The official Lent period is where all the confusion starts! Because if you count the days from Ash Wednesday you end up with 46 days - that's because there are 6 Sundays that are commonly treated differently in Lent. Historically, the period in Rome and the West prevailed of fasting for six days a week over the course of six weeks, and Ash Wednesday was instituted to bring the number of fast days before Easter to 40. These Christians literally fasted from food every day until their evening meal (later relaxed to 3pm).
Sundays have long been held to be feast days in the church. So when it comes to the fasting element of Lent, it wasn't so much that you had a choice about fasting it was actually forbidden! Every Sunday is a little Easter. Every Sunday should feel like a celebration.
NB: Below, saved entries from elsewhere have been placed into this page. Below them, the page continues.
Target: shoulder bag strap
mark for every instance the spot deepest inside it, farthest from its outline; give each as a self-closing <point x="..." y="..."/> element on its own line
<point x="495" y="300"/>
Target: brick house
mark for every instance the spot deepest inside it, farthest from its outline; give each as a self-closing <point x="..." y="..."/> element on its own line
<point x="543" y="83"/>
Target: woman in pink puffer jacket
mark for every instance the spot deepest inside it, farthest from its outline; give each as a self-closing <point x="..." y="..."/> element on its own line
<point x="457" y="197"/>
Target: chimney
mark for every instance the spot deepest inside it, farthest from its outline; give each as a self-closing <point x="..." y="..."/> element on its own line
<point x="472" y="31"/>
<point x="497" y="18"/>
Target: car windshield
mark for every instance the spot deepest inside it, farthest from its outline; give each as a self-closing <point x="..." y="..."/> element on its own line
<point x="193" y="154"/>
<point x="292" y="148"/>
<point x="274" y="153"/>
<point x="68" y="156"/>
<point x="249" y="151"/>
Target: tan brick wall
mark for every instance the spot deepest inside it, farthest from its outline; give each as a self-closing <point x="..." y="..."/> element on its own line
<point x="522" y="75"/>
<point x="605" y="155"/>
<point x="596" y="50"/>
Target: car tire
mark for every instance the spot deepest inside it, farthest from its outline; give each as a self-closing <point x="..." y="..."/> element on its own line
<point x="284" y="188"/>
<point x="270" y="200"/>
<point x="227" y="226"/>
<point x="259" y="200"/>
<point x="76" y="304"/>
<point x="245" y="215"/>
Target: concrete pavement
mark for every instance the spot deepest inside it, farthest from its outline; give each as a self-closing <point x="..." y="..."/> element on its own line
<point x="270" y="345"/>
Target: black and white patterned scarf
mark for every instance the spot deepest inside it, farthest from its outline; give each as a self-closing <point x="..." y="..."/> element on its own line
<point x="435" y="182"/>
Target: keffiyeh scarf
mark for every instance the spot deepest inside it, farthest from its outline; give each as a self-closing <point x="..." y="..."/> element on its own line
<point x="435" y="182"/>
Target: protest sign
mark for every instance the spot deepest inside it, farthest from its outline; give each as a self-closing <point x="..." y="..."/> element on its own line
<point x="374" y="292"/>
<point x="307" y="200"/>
Adding to the confusion has been the relaxing of fasting as a practice over Lent and the emphasising of acts of discipline - our picking up and putting down. So for many people the fasting and discipline elements of Lent have become merged into one commitment.
So what should we do on Sundays?
We should celebrate the Resurrection of Christ - we do this in many ways but one recurring way we all do this is through Holy Communion. For many people communion actually takes on a freshness through Lent because we are in a period of more intentional focus on God and our sin
We shouldn't go out of our way to break our Lent commitment or feel obligated to break it! It is perfectly OK to want to keep that part of your Lent commitment - but I would say this, if keeping that commitment is about keeping the rules, then maybe the best thing you could do is break it! You see if breaking it somehow wrecks your sense of devotion and commitment you may be placing more emphasis on what YOU are doing and less on what God is doing through that practice
On the other hand, we should feel free if faced with a healthy choice to exercise that choice knowing that this is not a giving up contest and we are free to choose
Of course, much of this depends on your Lent commitment! Giving up swearing for Lent is something you should probably maintain on Sundays...giving up chocolate maybe not...overeating - well gluttony is a sin so it's generally a good idea to avoid it if you can!